L’exposition de cette peintre française de haut niveau a été une surprise : un dépouillement de soi, des toiles exposées sans manières et avec simplicité. Une peinture au chromatisme très varié qui s’entrelace, dans un appel formulé avec clarté par l’énonciation directe des tons, et où la figure humaine, évoquée, et les objectifs pratiques d’un impressionnisme singulier se confondent avec le surréalisme compréhensible par le trait, la perspective et la culture gauloise qui définit immédiatement la valeur de l’art.

Emma Henriot n’utilise pas le creux de la substance, et le « sentiment » de création éclaire l’art contemporain par son style, l’idée et une conception de l’art consciente reflétant une esthétique édifiante par son point de vue, presque dans une poésie de verbe purifiant. Le passage de cette artiste a été un souffle d’air frais sur la ville de Coïmbra, ce processus de décomposition de la « toile » pour unir les atomes dans le « tout », comme le faisaient Ortiz et Utrillo, le chanteur de Paris, de ses rues, de la bohême et de l’ascétisme. Le mouvement, la lumière, l’ombre, les angles, la distance, le temps serein ou la rhétorique inquiète – voilà entre autres ce que l’on peut observer dans l’excellente exposition du café Santa Cruz, le tout dans un lyrisme fort, même dans les détails plus byzantins, comme si la peintre reconnue souhaitait ajouter une apologétique moraliste. Si elle ne perd pas son enthousiasme et son talent, Emma Henriot va encore faire beaucoup de chemin en Europe et se hisser au plus niveau. De prime abord, cette peintre montre une personnalité qui transforme le quotidien simple en beauté relative, en cycles artistiques, avec vitalité et dynamisme, malgré des passages d’impressions subjectives comme s’il fallait changer la création, et c’est l’apanage des bons artistes, même des génies, comme Pinho Dinis, la gloire de l’art de Coïmbre et du pays, Lúcia Maia dans l’invention du rêve de ses figures extraordinaires, que tente de représenter Emma Henriot de façon universelle avec cette joyeuse schématisation de la toile.

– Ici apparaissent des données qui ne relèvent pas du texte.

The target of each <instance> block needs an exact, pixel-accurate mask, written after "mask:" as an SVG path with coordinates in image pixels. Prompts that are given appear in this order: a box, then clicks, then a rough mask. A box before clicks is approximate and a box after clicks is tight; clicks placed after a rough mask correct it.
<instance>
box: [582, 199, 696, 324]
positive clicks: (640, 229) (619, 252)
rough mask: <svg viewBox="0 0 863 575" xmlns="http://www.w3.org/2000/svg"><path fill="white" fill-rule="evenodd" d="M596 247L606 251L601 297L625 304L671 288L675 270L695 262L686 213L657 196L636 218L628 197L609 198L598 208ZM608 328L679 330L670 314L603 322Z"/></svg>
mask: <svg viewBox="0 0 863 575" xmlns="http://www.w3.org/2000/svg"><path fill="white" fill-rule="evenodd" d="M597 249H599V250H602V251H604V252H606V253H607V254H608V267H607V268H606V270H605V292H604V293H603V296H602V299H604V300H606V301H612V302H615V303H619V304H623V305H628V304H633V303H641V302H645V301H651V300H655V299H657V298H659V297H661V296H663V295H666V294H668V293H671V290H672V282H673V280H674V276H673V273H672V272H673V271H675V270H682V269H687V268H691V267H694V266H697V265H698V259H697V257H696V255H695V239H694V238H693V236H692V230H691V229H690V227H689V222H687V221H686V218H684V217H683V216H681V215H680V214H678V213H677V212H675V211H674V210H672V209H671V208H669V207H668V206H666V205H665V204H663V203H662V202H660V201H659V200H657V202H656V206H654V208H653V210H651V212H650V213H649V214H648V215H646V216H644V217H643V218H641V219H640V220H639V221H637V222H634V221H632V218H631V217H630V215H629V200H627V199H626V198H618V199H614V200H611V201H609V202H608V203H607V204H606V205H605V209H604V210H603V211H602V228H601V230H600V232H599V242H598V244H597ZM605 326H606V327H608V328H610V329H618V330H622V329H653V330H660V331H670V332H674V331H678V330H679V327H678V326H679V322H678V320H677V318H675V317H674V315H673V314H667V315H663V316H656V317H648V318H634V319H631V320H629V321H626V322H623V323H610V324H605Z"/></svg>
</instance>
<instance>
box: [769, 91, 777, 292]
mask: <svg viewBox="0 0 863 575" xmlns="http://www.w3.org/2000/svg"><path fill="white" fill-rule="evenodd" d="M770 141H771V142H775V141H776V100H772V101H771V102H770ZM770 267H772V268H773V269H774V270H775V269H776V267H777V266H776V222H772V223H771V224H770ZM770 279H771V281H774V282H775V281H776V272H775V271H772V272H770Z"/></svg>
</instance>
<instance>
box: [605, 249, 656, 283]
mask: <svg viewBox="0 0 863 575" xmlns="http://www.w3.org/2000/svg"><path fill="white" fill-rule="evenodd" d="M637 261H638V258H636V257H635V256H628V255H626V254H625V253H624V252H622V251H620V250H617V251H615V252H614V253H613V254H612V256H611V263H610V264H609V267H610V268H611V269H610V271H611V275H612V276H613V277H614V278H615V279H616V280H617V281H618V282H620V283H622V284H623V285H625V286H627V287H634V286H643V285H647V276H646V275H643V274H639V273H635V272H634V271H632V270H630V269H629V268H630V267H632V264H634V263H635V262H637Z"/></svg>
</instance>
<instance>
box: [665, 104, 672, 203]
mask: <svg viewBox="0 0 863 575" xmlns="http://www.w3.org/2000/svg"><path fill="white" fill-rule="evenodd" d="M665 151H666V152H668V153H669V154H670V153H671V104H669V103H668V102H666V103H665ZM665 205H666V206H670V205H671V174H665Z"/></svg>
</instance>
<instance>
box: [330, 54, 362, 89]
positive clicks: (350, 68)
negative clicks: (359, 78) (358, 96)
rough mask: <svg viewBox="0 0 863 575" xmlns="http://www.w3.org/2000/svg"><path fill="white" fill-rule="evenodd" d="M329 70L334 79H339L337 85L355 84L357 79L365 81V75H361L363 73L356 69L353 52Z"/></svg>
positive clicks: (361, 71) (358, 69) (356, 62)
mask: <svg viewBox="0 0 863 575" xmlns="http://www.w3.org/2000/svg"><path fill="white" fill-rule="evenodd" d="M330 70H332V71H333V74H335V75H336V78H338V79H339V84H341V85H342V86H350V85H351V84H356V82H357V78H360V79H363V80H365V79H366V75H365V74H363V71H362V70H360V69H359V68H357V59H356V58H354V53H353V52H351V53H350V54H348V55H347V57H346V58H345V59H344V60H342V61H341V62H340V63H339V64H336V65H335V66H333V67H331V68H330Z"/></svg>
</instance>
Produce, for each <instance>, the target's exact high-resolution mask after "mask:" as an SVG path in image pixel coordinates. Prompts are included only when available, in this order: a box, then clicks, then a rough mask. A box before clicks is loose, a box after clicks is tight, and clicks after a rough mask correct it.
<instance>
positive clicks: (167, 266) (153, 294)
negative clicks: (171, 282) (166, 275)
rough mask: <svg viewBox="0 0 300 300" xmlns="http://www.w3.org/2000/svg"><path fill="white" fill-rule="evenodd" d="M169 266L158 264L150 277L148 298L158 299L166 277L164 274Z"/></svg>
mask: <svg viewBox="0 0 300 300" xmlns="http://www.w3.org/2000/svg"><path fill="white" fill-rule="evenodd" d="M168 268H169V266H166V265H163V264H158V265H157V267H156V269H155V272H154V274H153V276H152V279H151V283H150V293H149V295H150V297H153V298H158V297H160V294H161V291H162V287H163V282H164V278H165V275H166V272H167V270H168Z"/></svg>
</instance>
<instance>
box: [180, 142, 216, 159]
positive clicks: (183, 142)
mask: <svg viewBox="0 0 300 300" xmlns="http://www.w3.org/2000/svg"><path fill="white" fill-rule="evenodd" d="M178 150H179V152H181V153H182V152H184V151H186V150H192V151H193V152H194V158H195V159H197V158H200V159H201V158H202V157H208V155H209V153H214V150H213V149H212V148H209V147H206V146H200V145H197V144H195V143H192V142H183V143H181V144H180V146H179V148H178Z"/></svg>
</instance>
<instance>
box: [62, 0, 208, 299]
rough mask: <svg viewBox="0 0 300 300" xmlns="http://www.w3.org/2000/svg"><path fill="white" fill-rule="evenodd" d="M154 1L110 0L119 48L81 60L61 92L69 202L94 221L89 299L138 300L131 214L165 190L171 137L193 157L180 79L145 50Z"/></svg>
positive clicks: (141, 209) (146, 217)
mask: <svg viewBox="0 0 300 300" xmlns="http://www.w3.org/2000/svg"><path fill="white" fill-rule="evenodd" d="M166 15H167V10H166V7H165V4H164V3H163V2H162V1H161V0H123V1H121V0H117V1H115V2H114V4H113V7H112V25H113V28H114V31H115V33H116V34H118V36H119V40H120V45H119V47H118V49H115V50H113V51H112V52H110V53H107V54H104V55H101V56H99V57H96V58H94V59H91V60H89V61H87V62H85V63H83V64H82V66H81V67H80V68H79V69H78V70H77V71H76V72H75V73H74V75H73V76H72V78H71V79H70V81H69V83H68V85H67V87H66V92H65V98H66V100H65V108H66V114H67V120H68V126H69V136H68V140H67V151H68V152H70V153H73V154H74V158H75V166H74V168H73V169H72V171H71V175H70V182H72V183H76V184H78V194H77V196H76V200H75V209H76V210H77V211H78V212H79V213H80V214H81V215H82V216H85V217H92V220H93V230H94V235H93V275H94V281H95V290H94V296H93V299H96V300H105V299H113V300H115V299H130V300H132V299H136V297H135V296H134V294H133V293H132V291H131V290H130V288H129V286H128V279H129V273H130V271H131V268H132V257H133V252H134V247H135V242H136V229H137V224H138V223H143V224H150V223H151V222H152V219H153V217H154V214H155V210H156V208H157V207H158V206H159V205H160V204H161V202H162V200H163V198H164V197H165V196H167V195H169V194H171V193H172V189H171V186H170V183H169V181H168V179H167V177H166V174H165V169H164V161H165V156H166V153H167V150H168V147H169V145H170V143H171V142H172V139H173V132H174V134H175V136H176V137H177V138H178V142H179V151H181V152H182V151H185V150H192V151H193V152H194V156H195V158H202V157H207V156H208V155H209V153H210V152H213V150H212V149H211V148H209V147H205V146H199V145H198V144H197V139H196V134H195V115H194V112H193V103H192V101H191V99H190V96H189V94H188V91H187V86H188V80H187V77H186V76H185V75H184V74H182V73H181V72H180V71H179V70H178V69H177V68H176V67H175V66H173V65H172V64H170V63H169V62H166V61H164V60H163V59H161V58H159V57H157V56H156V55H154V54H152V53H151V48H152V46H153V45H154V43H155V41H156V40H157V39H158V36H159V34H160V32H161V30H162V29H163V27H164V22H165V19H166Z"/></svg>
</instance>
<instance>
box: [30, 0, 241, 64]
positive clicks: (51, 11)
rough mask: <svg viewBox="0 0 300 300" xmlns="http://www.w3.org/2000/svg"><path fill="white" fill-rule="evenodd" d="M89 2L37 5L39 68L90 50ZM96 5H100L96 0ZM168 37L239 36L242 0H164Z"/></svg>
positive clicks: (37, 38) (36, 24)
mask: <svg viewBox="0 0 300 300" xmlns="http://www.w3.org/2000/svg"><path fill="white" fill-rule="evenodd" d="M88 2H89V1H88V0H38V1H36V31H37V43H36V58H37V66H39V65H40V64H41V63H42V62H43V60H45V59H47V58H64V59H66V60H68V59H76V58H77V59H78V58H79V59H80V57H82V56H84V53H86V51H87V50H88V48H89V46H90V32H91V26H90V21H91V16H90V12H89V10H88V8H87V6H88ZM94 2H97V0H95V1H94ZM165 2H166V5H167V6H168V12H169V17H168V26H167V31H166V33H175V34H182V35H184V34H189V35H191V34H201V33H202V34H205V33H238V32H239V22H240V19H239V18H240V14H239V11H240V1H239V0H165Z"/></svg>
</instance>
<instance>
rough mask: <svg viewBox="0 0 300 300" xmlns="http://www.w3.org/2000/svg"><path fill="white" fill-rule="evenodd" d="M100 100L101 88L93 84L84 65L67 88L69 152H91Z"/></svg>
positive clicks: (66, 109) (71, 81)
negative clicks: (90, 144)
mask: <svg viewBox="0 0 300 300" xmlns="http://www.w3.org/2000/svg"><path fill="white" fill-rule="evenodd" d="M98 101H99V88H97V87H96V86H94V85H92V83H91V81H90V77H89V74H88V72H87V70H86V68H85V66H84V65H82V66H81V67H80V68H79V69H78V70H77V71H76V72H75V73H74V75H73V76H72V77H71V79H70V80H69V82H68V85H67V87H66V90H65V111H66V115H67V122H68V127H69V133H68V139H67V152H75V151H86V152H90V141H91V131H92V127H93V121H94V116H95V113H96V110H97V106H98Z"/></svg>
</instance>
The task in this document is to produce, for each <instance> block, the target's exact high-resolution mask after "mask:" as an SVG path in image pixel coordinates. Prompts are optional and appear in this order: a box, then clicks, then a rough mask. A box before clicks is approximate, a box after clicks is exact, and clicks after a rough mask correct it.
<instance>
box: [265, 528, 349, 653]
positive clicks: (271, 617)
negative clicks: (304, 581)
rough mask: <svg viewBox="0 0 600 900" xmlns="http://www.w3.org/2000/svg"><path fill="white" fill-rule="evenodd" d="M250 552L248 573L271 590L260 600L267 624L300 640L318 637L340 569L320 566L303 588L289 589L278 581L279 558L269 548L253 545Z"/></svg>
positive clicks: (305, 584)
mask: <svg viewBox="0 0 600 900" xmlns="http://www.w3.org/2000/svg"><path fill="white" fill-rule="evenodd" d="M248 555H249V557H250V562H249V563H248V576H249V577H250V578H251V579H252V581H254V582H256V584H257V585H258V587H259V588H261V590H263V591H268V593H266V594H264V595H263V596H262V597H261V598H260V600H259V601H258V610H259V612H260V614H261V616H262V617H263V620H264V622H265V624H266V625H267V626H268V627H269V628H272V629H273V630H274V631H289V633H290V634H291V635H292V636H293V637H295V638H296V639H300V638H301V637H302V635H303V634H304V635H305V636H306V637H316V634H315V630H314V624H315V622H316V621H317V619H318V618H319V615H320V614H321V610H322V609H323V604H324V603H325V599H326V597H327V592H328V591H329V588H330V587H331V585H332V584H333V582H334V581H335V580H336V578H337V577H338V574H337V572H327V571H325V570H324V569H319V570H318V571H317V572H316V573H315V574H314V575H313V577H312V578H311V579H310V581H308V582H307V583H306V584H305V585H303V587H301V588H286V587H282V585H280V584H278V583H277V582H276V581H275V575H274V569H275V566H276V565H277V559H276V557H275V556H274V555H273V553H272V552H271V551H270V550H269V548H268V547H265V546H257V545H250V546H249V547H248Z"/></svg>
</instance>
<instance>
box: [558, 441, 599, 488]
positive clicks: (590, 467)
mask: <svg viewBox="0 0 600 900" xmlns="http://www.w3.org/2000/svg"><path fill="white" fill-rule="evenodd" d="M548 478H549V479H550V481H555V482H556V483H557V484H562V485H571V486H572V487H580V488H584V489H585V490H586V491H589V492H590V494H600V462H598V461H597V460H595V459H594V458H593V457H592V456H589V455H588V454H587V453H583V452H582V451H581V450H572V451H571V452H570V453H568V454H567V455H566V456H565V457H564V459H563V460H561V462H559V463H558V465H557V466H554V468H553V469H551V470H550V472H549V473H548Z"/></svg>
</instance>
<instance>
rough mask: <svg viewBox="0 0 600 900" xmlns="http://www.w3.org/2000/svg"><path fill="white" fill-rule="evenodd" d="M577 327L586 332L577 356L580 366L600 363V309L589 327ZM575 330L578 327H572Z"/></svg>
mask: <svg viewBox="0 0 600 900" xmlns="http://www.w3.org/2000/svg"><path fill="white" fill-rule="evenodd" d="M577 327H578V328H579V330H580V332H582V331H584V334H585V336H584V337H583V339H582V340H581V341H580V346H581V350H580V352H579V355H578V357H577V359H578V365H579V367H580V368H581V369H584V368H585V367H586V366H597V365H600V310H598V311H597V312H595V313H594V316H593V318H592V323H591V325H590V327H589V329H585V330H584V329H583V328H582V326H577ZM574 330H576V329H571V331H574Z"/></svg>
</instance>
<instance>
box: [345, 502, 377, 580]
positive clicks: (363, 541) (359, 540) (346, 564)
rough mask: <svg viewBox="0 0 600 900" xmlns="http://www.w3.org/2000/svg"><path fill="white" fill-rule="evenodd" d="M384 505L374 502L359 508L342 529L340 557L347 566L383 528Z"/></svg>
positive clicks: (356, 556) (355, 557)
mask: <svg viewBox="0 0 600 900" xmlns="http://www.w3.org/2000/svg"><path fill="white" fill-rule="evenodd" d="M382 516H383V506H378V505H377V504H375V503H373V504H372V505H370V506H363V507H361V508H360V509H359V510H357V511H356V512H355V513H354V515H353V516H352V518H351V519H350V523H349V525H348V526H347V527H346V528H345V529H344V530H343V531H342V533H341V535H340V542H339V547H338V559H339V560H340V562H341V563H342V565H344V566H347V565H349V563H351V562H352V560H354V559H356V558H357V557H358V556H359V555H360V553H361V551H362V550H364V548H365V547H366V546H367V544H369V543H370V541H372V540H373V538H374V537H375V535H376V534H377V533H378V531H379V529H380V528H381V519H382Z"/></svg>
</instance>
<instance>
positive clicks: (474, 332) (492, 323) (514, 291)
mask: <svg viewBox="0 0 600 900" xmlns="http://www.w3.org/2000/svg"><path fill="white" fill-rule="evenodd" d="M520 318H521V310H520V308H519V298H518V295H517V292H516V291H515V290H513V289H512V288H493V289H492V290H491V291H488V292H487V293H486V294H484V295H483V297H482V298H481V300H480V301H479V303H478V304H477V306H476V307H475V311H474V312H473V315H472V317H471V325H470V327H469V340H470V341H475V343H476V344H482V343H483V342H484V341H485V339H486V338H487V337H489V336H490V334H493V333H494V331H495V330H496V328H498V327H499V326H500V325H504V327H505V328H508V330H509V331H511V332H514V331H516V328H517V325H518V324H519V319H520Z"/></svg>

Ce qui se voit le plus est que l’artiste passe des antinomies au figuratif dans une ligne très romantique, ce qui lui confère une atmosphère poétique. Pinho Dinis, maître nostalgique, et Lúcia Maia, artistes insignes avec certainement une étoffe d’infini, applaudissent cette exposition du café Santa Cruz. Pas de fièvre extravagante, ni de délire de l’absurde, mais une bonne lecture des toiles, des

sentiments, de l’idéal de la peintre, qui nous montre jusqu’où on peut aller. La critique ne peut être impitoyable ni cloisonnée, et le commentateur, ou le critique, ou le public doivent être directs, qu’ils le veuillent ou non. Il existe certains intellectuels toujours prêts à rejeter nos artistes, même s’il s’agit de José Berardo, Luis Pimentel, Vasco Berardo ou même J. Eliseu (fils), des monstres sacrés de notre art national. Et le dépit ne cesse d’augmenter, comme un signe des temps dans lesquels nous vivons. Il reste ces lignes écrites sur une table du café Santa Cruz, le cénacle actuel de l’art et de l’humanisme.